Strat was about eight months old when we rescued him from a stray’s life on the street. This was at the end of a long, cold winter, and the vet suggested that he might have a little neurological damage from living outside during his crucial growing period. We spent a lot of time playing with him, and he eventually figured out concepts like object permanence and inertia and gravity. Now he’s a big, sweet, fluffy lug who thinks he can still nap in a cracker box and has to have the kitty snacks on the floor pointed out to him with a fair degree of precision. He’s had a few other health issues which I will, in the future, shamelessly mine like the rich veins of comedy that they are.

Orca, on the other hand, has a bum rap for being a bitch. I maintain that she’s simply shy, a personality trait which appears to take on the form of hostility. She’s a small cat, but she has her space, and you invade it at your peril. I’m not one of those people who will chuckle indulgently when she snaps off the tip of someone’s finger; she knows that’s not okay and it’s going to earn her a time-out in the bathroom. But she also knows that a human being is big enough to kill her if it wants to, and unless it’s Trash or me, she’d just as soon it kept its distance, thanks. Her self-preservation instinct trumps her manners. That doesn’t make her a bitch. She’s just cautious. I say this with some authority, since she’s only ever really tried to kill me once.

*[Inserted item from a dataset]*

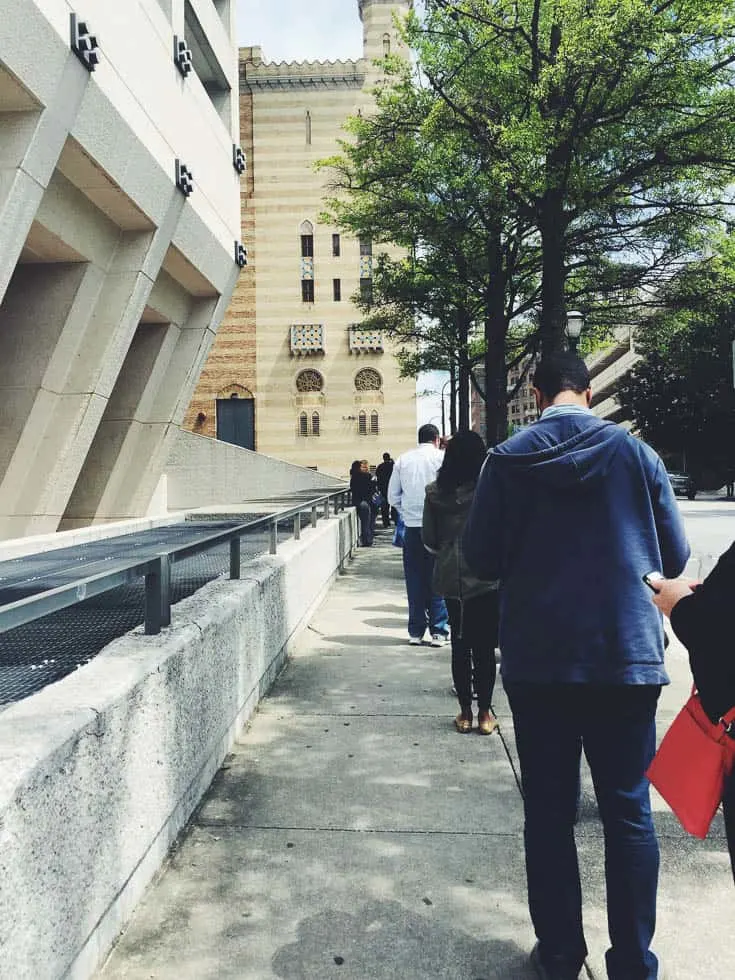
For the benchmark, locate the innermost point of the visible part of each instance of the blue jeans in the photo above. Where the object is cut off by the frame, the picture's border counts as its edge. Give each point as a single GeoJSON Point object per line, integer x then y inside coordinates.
{"type": "Point", "coordinates": [424, 608]}
{"type": "Point", "coordinates": [615, 724]}
{"type": "Point", "coordinates": [365, 517]}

But she’s a little weird. I don't have kids, but it must be like when you do and her or she (or they) has this genius-level I.Q., but you don't notice it so much because a) you're used to it, and b) it's always manifesting itself in the strangest ways via the most bizarre behavior. Or at least that's what it must have been like for my parents.

Also, Orca is one of the few cats in the world who's a hypochondriac.

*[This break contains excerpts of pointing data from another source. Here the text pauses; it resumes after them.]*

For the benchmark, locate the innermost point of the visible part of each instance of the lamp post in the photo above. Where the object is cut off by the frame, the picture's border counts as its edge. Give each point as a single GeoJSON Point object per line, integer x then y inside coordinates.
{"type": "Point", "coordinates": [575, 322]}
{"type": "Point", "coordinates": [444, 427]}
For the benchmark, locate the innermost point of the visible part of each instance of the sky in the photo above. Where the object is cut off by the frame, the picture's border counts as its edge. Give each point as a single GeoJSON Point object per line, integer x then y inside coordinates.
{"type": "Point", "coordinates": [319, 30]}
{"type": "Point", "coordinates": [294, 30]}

You think I'm kidding, but I'm not. Many years ago, she darted under our sleeper-sofa while we were opening it up and got her head caught in there for a second. We stopped before her fuzzy little noggin got pinched clean off, but a few days later she started walking around the apartment with her head all bobbly like Katharine Hepburn’s. We took her to the vet, where she immediately stopped doing it and they were unable to find anything wrong with her.

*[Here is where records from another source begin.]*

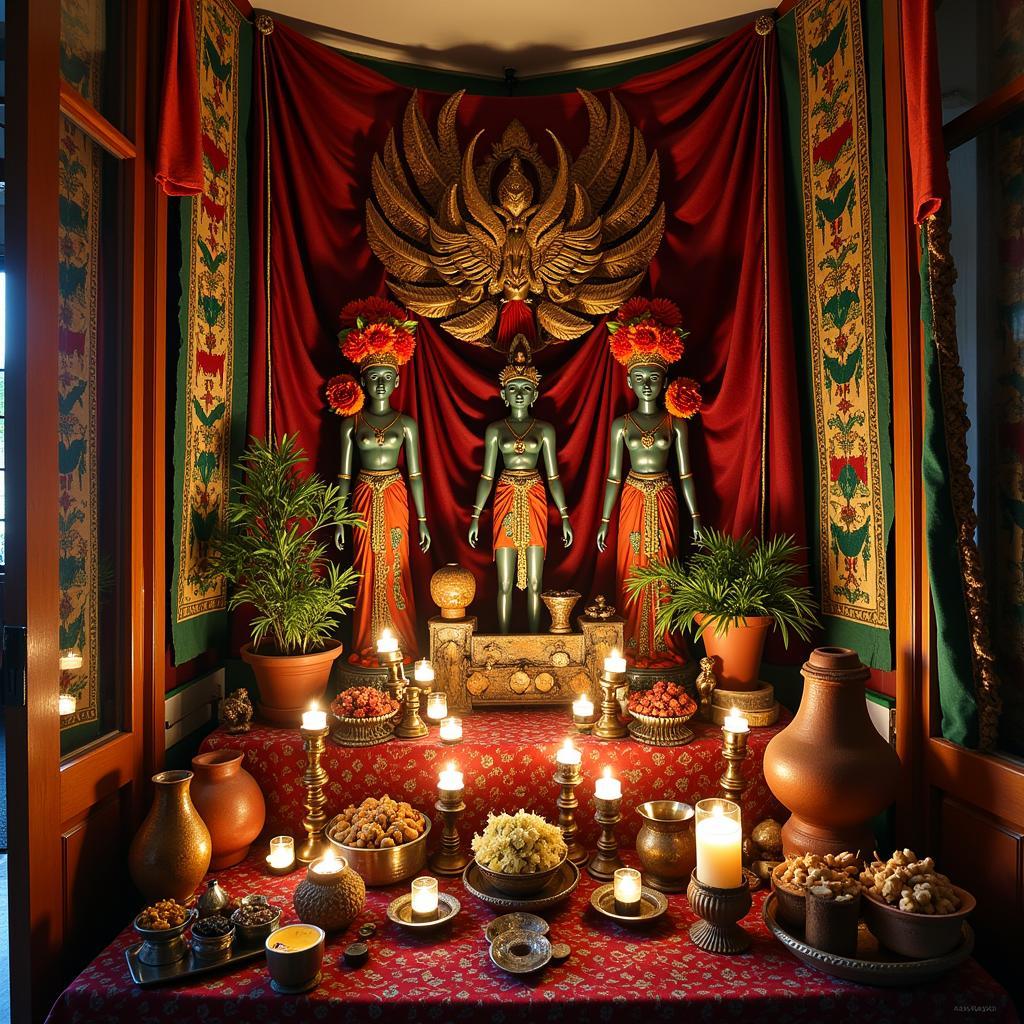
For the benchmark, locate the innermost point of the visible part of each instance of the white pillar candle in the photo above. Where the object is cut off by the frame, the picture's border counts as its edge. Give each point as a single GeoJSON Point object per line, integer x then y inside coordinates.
{"type": "Point", "coordinates": [314, 718]}
{"type": "Point", "coordinates": [568, 755]}
{"type": "Point", "coordinates": [607, 787]}
{"type": "Point", "coordinates": [719, 838]}
{"type": "Point", "coordinates": [734, 722]}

There was another time, when I'd taken a week off of work to build a deck behind our house. It wasn't going particularly smoothly, we were tracking mud all over the place, and the refrigerator quit working. You don't want to be working on an outdoor construction project without a working fridge. On top of that, Orca started dragging her back legs around. "Great," we thought, "now the cat's broken too."

No, it turned out she was just lazy. Again, the vet was unable to find anything wrong. Although it was nice of her to force us to take time off from building the deck and scheduling fridge repair so we could haul her prima donna ass in to the vet.

This past spring, she reached new heights of invention. Trash discovered a lump on the back of Orca's neck. I took her into the vet the next day (Orca, not Trash). Fortunately, we don't have cat cancer. The lump is a harmless mass of skin cells. How the cat figured out how to fake cancer, I'll never know.

Shortly after that episode, she got the sneezies. There's nothing cuter than a tiny creature sneezing uncontrollably, especially when they're dry sneezes. She probably just inhaled some plaster dust, given the fact that we'd been playing the home version of Trading Spaces. But of course we had to call the vet anyway, just to make sure she didn't have kitty tuberculosis or something.

Actually, I thought the sneezing was so cute that I considered having her fixed so she stayed that way. But I was too slow, and she recovered after a couple of days.

Now her new thing is to walk around crossing her front legs in front of each other. I’m not exaggerating. She’ll be strolling along, placing her left foot in front of and to the right of her right foot, and vice versa. Seen from above, it gives her stride a very even, measured weave. And it’s weird. But I don’t think it’s a sign of anything wrong with her. I just think she got bored again, and is experimenting with a new way of walking.

I’m going to tell myself the same thing when she starts walking around upright. It’s only a matter of time, and there’s going to be no other way to avoid getting freaked out about it.